Domani, sabato 23 maggio alle ore 17:00 la cerimonia di inaugurazione e la possibilità di visitare i rinnovati ambienti, a seguire il convegno alla presenza di rappresentanti della regione Campania, della soprintendenza oltre che del comune di Grottaminarda, con la conferenza finale su “Van Dyck, il genio europeo” a cura della critica d’arte Anna Orlando.

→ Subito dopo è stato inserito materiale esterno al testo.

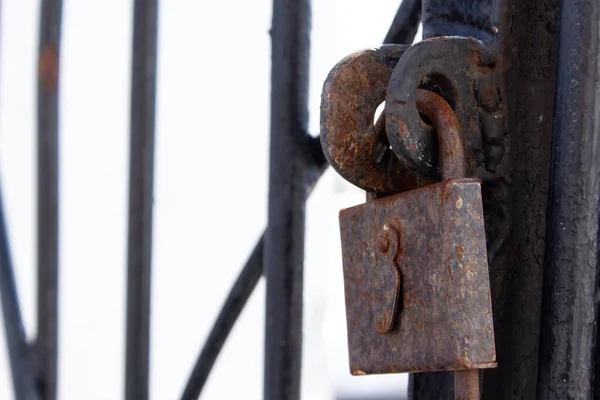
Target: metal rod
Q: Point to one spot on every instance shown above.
(234, 304)
(458, 17)
(240, 293)
(284, 240)
(141, 182)
(570, 293)
(19, 351)
(405, 24)
(450, 18)
(48, 197)
(466, 385)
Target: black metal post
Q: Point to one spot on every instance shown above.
(19, 351)
(284, 244)
(570, 305)
(472, 18)
(458, 18)
(141, 183)
(48, 197)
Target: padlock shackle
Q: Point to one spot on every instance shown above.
(452, 154)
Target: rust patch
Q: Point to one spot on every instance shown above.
(440, 324)
(48, 69)
(355, 147)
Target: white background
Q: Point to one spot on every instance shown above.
(210, 192)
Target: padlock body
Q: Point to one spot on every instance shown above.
(443, 320)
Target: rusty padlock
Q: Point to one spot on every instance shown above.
(415, 269)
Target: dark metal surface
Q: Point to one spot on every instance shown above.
(288, 190)
(570, 292)
(466, 385)
(467, 18)
(356, 148)
(238, 296)
(448, 133)
(462, 71)
(405, 23)
(445, 319)
(516, 200)
(46, 346)
(386, 282)
(141, 183)
(19, 352)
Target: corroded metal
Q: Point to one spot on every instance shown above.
(463, 71)
(354, 146)
(466, 385)
(415, 269)
(444, 319)
(386, 282)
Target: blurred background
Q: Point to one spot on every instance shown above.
(210, 191)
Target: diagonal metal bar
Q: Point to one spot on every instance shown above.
(141, 186)
(240, 293)
(234, 304)
(48, 197)
(20, 353)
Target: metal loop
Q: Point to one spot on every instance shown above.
(452, 155)
(355, 148)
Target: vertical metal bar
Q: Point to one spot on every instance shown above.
(141, 182)
(19, 350)
(238, 296)
(528, 38)
(466, 385)
(570, 307)
(450, 18)
(48, 197)
(284, 251)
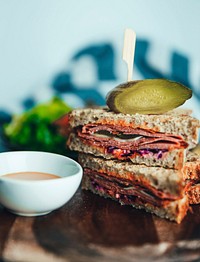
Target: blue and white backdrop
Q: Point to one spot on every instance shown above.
(74, 48)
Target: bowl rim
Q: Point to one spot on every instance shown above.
(45, 181)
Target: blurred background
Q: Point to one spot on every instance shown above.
(74, 48)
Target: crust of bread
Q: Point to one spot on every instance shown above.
(193, 194)
(191, 169)
(173, 159)
(174, 211)
(173, 122)
(166, 180)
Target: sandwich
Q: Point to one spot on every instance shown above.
(157, 190)
(153, 140)
(191, 175)
(138, 154)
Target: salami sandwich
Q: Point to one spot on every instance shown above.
(153, 140)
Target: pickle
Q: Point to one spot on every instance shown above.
(150, 96)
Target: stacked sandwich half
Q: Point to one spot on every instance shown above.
(138, 160)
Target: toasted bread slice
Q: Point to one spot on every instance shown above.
(172, 159)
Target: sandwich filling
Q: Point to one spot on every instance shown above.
(124, 191)
(123, 142)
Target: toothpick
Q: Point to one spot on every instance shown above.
(129, 50)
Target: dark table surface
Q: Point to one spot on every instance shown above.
(91, 228)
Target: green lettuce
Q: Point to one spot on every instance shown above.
(34, 129)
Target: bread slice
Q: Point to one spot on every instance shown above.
(172, 159)
(175, 122)
(157, 190)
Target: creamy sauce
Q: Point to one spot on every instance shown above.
(31, 176)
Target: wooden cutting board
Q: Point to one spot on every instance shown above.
(91, 228)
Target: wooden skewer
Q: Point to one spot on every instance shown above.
(129, 50)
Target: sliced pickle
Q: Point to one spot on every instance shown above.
(150, 96)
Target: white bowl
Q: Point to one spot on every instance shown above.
(38, 197)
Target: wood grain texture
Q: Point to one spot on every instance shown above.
(91, 228)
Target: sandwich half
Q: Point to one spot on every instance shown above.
(157, 190)
(153, 140)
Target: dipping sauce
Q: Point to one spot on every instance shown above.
(31, 176)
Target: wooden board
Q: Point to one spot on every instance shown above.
(91, 228)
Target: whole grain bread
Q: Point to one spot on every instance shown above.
(193, 194)
(172, 159)
(191, 169)
(175, 122)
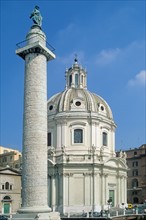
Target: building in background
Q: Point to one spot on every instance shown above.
(136, 185)
(84, 172)
(10, 190)
(11, 157)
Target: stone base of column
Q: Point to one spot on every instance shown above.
(37, 216)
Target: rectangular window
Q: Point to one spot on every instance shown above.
(78, 136)
(49, 139)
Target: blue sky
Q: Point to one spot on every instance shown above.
(109, 39)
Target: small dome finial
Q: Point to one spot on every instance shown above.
(76, 60)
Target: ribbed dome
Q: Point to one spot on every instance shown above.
(76, 97)
(74, 100)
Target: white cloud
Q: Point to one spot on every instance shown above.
(107, 56)
(139, 79)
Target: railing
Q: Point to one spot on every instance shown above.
(25, 42)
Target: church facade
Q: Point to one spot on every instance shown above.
(83, 170)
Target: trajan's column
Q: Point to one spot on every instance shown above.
(34, 166)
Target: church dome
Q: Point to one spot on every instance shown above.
(76, 97)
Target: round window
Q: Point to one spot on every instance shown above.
(78, 103)
(51, 107)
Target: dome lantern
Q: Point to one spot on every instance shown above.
(76, 76)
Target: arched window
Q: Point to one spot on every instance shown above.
(70, 80)
(82, 79)
(135, 200)
(78, 136)
(134, 183)
(104, 139)
(76, 80)
(7, 198)
(7, 185)
(49, 139)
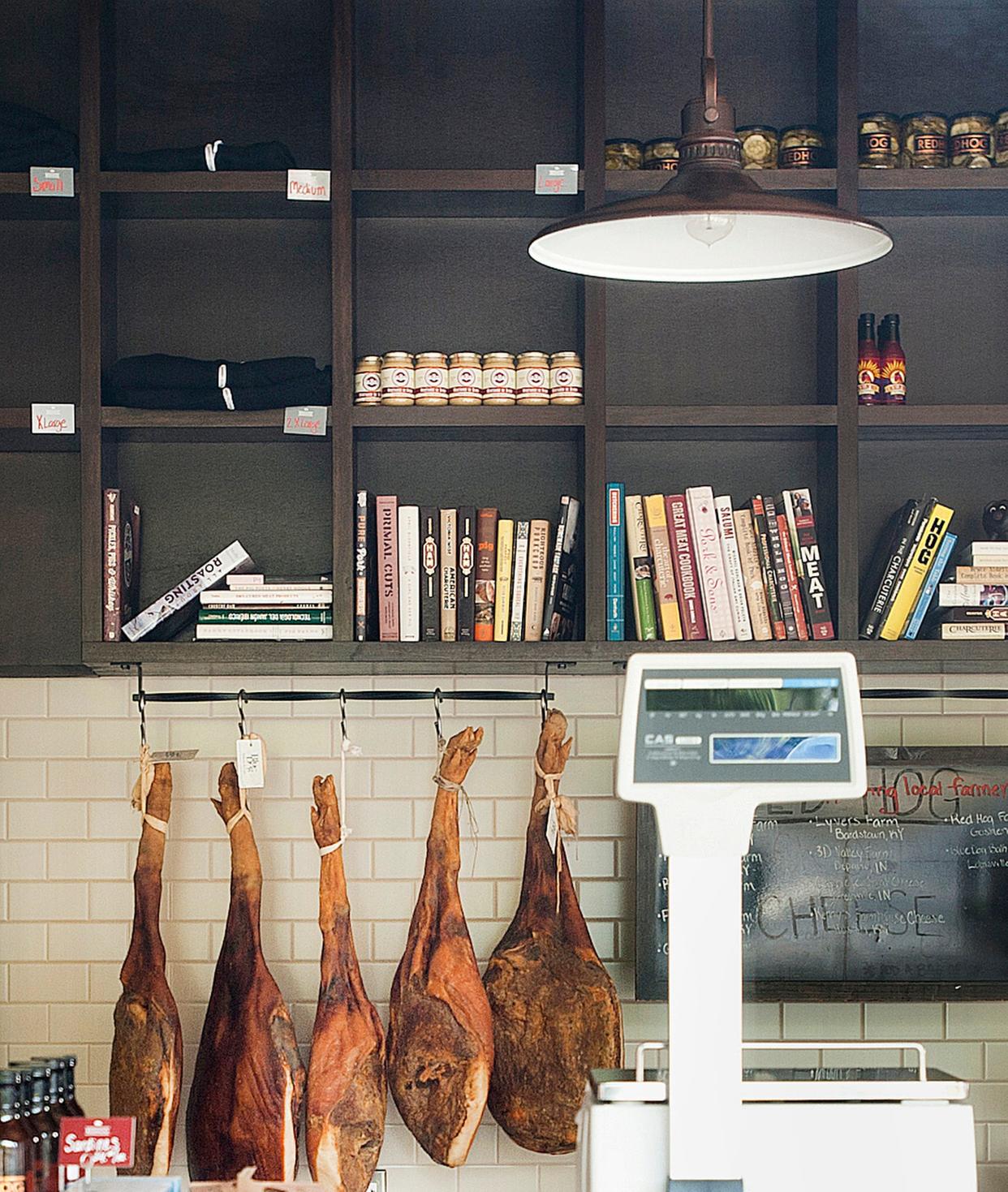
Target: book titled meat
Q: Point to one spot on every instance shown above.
(485, 574)
(408, 574)
(683, 557)
(177, 605)
(429, 576)
(710, 564)
(465, 614)
(386, 521)
(449, 553)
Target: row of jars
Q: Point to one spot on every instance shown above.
(931, 140)
(465, 378)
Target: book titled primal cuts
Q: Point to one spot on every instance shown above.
(177, 605)
(687, 586)
(386, 523)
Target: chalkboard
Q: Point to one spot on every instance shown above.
(899, 894)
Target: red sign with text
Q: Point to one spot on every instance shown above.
(97, 1143)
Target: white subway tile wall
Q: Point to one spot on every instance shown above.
(67, 846)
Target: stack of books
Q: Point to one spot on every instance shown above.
(909, 562)
(263, 608)
(703, 571)
(464, 574)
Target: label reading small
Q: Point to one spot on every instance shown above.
(304, 420)
(51, 420)
(555, 179)
(309, 185)
(51, 182)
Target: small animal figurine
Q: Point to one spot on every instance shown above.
(995, 521)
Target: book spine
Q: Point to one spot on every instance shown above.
(761, 536)
(898, 549)
(386, 521)
(710, 566)
(641, 571)
(938, 566)
(791, 571)
(779, 570)
(687, 582)
(408, 574)
(449, 574)
(752, 572)
(429, 576)
(485, 574)
(733, 569)
(933, 529)
(663, 569)
(465, 614)
(616, 569)
(502, 584)
(799, 502)
(538, 561)
(519, 581)
(112, 566)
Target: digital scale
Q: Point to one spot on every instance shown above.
(705, 739)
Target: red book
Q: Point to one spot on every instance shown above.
(800, 625)
(683, 557)
(386, 523)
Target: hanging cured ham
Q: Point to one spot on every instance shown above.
(441, 1037)
(555, 1009)
(146, 1073)
(346, 1073)
(245, 1103)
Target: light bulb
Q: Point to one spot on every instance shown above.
(709, 229)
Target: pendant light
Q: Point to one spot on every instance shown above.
(713, 222)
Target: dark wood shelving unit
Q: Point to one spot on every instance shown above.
(423, 246)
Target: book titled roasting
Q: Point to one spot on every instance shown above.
(170, 610)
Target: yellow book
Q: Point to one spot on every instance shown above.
(502, 587)
(924, 549)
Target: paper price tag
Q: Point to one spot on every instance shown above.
(304, 420)
(556, 179)
(310, 185)
(249, 762)
(51, 182)
(51, 420)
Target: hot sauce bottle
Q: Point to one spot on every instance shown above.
(894, 361)
(868, 363)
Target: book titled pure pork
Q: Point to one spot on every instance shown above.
(170, 612)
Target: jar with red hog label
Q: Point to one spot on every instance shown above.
(499, 381)
(533, 378)
(432, 378)
(566, 379)
(368, 381)
(465, 378)
(398, 378)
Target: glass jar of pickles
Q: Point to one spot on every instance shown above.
(924, 141)
(802, 147)
(760, 145)
(878, 141)
(624, 154)
(971, 141)
(662, 153)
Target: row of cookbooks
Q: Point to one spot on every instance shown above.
(916, 587)
(465, 574)
(703, 571)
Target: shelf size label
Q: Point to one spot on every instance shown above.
(312, 185)
(51, 182)
(304, 420)
(51, 420)
(556, 179)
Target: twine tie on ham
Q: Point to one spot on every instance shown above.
(566, 813)
(141, 790)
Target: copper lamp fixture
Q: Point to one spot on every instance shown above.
(713, 222)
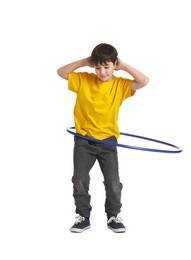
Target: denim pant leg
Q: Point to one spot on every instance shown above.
(84, 159)
(108, 161)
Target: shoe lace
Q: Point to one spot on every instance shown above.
(79, 219)
(116, 219)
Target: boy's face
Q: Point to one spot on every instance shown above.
(105, 72)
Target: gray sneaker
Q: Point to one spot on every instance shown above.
(80, 224)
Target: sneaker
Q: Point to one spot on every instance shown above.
(116, 225)
(80, 224)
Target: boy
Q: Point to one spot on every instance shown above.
(99, 97)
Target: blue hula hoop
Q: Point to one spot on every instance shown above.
(178, 150)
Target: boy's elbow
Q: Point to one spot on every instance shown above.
(61, 74)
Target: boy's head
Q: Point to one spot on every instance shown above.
(104, 53)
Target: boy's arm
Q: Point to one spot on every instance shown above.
(139, 81)
(67, 69)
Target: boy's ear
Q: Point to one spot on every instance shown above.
(115, 64)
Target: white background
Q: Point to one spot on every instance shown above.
(36, 203)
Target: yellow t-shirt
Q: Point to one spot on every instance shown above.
(97, 103)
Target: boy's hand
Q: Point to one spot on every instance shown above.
(89, 62)
(118, 64)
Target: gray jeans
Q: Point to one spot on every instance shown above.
(85, 155)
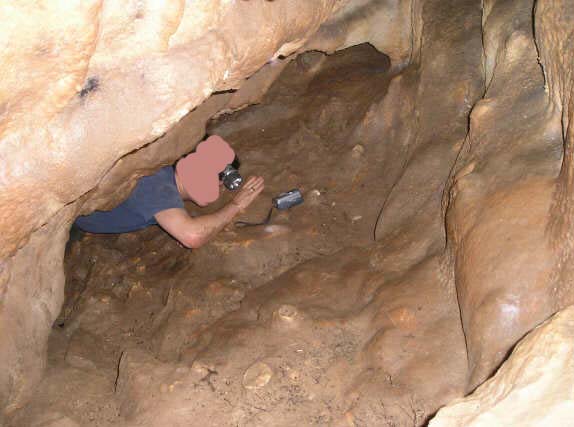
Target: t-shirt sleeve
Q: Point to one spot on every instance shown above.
(155, 193)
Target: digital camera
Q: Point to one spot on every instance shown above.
(230, 176)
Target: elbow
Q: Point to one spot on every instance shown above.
(192, 241)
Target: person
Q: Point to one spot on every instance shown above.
(158, 198)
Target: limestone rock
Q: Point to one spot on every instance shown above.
(533, 388)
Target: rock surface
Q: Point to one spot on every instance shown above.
(87, 83)
(459, 149)
(534, 387)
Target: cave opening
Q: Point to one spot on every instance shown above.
(425, 280)
(144, 293)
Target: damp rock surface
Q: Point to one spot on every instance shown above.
(436, 233)
(538, 375)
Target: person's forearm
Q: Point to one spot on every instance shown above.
(207, 226)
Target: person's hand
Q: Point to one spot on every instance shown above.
(249, 192)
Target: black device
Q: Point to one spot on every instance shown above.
(282, 202)
(287, 200)
(230, 176)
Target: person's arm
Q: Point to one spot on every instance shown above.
(195, 232)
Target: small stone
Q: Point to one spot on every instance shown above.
(257, 376)
(358, 151)
(287, 312)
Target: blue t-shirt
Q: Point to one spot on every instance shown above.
(152, 194)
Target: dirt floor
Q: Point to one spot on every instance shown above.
(306, 321)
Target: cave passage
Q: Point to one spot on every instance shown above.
(142, 293)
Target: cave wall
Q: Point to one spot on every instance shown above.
(92, 81)
(88, 83)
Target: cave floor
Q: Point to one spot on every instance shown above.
(306, 321)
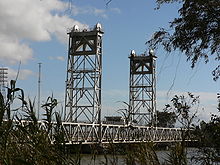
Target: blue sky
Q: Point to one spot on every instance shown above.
(34, 31)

Da lunedì la Biblioteca sarà fruibile a tutti con le sue 6 sale per un totale di circa 13mila libri e documenti:
La sala reception, sala Vincenzo Volpe, un omaggio al genio grottese che ha segnato la pittura napoletana tra XIX e XX secolo, la Sala ospita un prezioso fondo dedicato in particolare alla storia dell'arte e alla cultura generale, la sala Orlando, dedicata alla generosa famiglia Orlando originaria di Grottaminarda e stabilitasi tra la Lombardia e la Liguria che ha donato un ricco fondo librario con testi che spaziano dalla filosofia all'antropologia, dall'estetica alla saggistica, dalla storia alle dottrine politiche, anche questa dotata di un punto lettura, la sala Antonio Palomba, dedicata alla memoria dell'amato docente di lettere grottese che ha speso la sua vita a studiare e scrivere di Grottaminarda, la sala, infatti, raccoglie i volumi riguardanti la storia locale e i comuni irpini, l'archivio Osvaldo Sanini, in cui sono raccolti documenti e carteggi, in occasione dell'inaugurazione allestita una piccola mostra con i testi dedicati all'intellettuale internato a Grottaminarda dal regime fascista, alcuni suoi oggetti, come la penna stilografica e le tessere da giornalista, foto ed altri interessanti documenti donati dal compianto appassionato di storia Luigi Melucci, come l'epistolario con Leopoldo Faretra, la sala Domenico Carrara, giovane poeta grottese scomparso troppo presto, ma che ha lasciato un'eredità di bellezza e profondità rara, poichè ha iniziato a scrivere giovanissimo, gli è stata dedicata la “Sezione ragazzi”, un fondo di oltre 600 nuovi libri adatti ai più giovani, dai 3 a 17 anni, sala particolarmente colorata e dotata di tavoli e sedie per lettura e laboratori, la sala Francesco De Sanctis, dedicata al grande critico letterario irpino, in quanto custodisce testi di letteratura, ma anche un'aula polifunzionale dinamica e tecnologica, dotata di pc, proiettore e un angolo studio.
Resta, naturalmente, la sala convegni allestita attualmente con ledwall per gli approfondimenti, ma adatta anche a lezioni e workshop; per l'inaugurazione esposta una breve biografia di Van Dyck e di Anna Orlando, e la proiezione delle immagini delle opere del pittore fiammingo.
Spazi adeguatamente arredati ed illuminati, dotazioni tecnologiche, un patrimonio librario corposo che non vede l’ora di essere consultato, la quiete di un antico maniero immerso nel verde del Macchio ed al contempo in pieno centro storico, fanno della nuova biblioteca comunale il luogo ideale per la lettura, per lo studio, per la ricerca ma anche per l'aggregazione. Studenti, ricercatori o semplici appassionati della lettura hanno a disposizione, finalmente, un luogo dove concentrarsi ma anche un punto di contatto dedicato alle iniziative culturali, un “posto a cui tornare tutti i giorni" e dove la curiosità può fiorire.